You may like to summarise the CPD plan with a clearly defined CPD goal, a short description of the focus for achieving in the year of continuing professional development ahead.

Who is involved?

Annual Planning is an event for the CPD Learner — the person doing their continuing professional development — and a CPD Coach.

Before planning

Before you start a CPD Annual Planning meeting, both the CPD Learner and CPD Coach should make some time in their schedule to think about the year ahead. You might consider questions like these:

  • What are the company’s values?
  • What are the company’s priorities?
  • What would tie in well with client projects, either current ones or those in the future?
  • What would help me improve my role and my performance in my role?
  • In thinking about my career, what kind of personal interests or ambitions have I got?
  • What would help me in developing and accelerating my career and prospects?
  • What’s happening in my industry or sector? In particular: Where are the big trends and changes happening? What is at the cutting edge? Who is talking about the important ideas or developing the new processes, systems or tools in my sector? And so on.

Prepare some thoughts and ideas inspired by these questions.

Take notes

As you consider these questions, whether you are the CPD Learner or the CPD Coach, you should take some notes.

You may like to create a document for notes in the agec

Learning styles

You should consider your preferred learning styles. If you’re not currently sure of your preferred learning styles, there are a number of resources online to read about learning styles and to help you discover your own.

What are learning styles?

Discover my learning styles

Planning meeting

The CPD Annual Planning meeting is a collaborative event. The CPD Learner, the person doing their continuous professional development, is like the Product Owner in an agile project — they are the one responsible for setting priorities, as it is their professional development.

However, the CPD Coach is there to bring a wider perspective about the company and client needs, to ask thoughtful questions that bring reflection on personal ambitions and interests, to help set priorities and goals, and so on, through conversation and questions.

In the meeting itself, both people should bring any notes or prepared thoughts on the year ahead.

First, go wide. Generate a wide set of potential items, aligned with organisational goals and user needs.

You may like to do this with Post-It notes, if you’re together in the same room, or with a Miro board if you’re remote.

Then, cluster. Draw similar ideas or areas together, moving towards 5 or so potential areas of focus. You may find a key item or phrase that encapsulates a set of similar suggestions.

Next, prioritise. Through dialogue, and in reference to the business and client needs and the CPD Learner’s personal interests and ambitions, try to work out a priority between the items you’ve clustered.

Then, get practical. Discuss ways of implementing each:

  • Estimate each cluster for size or effort
  • Do they need breaking down? If so, how? And which bits should happen in what order?
  • Remember your preferred learning styles.

You should discuss any requirements or dependencies with each item.

  • Do you need a budget for a particular item, such as for travel, taking a course, buying some tools or software?
  • Do you need some practical support, such as working alongside someone else, either inside or outside the business?
  • Are there any other requirements an item might have?

Write a definition of done

For each item, identify something that will describe or define that you have completed that item in your year of continuing professional development. Write this down in a succinct statement.

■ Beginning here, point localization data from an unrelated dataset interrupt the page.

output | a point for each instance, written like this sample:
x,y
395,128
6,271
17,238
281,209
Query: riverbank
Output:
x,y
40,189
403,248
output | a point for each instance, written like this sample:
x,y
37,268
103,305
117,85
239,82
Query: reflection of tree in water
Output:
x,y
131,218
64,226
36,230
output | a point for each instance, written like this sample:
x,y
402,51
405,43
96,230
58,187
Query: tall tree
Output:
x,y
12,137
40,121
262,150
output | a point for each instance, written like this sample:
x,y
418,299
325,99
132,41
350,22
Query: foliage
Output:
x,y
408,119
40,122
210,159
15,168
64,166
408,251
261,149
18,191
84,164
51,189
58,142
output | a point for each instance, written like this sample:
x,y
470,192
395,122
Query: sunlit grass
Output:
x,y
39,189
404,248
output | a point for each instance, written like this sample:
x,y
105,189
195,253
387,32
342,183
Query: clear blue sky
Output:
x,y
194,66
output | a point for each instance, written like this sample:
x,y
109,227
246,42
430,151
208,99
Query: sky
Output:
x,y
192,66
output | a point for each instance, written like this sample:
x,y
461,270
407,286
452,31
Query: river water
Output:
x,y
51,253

This might include using your skills in client or company projects, supporting the company in bidding for new work based on your new skills, writing blogs, giving demonstrations, open sourcing a product, and other ways of sharing your learning.

Writing an annual plan

The key output of the Annual Planning meeting is a written plan for the year ahead, with a prioritised backlog of learning goals (think of these as being like Epics), each with the necessary details to support it happening.

This is recorded in a CPD Personal Plan, which can be a project in whatever project management system your agency uses.

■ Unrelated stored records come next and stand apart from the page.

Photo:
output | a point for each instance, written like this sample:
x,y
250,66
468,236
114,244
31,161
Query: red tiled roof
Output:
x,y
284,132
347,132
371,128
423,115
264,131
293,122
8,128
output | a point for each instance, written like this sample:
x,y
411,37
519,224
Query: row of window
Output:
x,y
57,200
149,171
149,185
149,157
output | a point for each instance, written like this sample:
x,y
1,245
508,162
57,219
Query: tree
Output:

This will help you capture the outcomes of the CPD Annual Planning meeting as a prioritised backlog. It can then be referred to throughout the year to help keep the year of continuing professional development on track.

Once there's the high level plan, you can then begin to flesh out the details of your CPD project plan. This is where to create issues/tickets for the learning goals and the tasks you will do to work towards them, and track your progress during sprints.

This is part of the Professional Development process.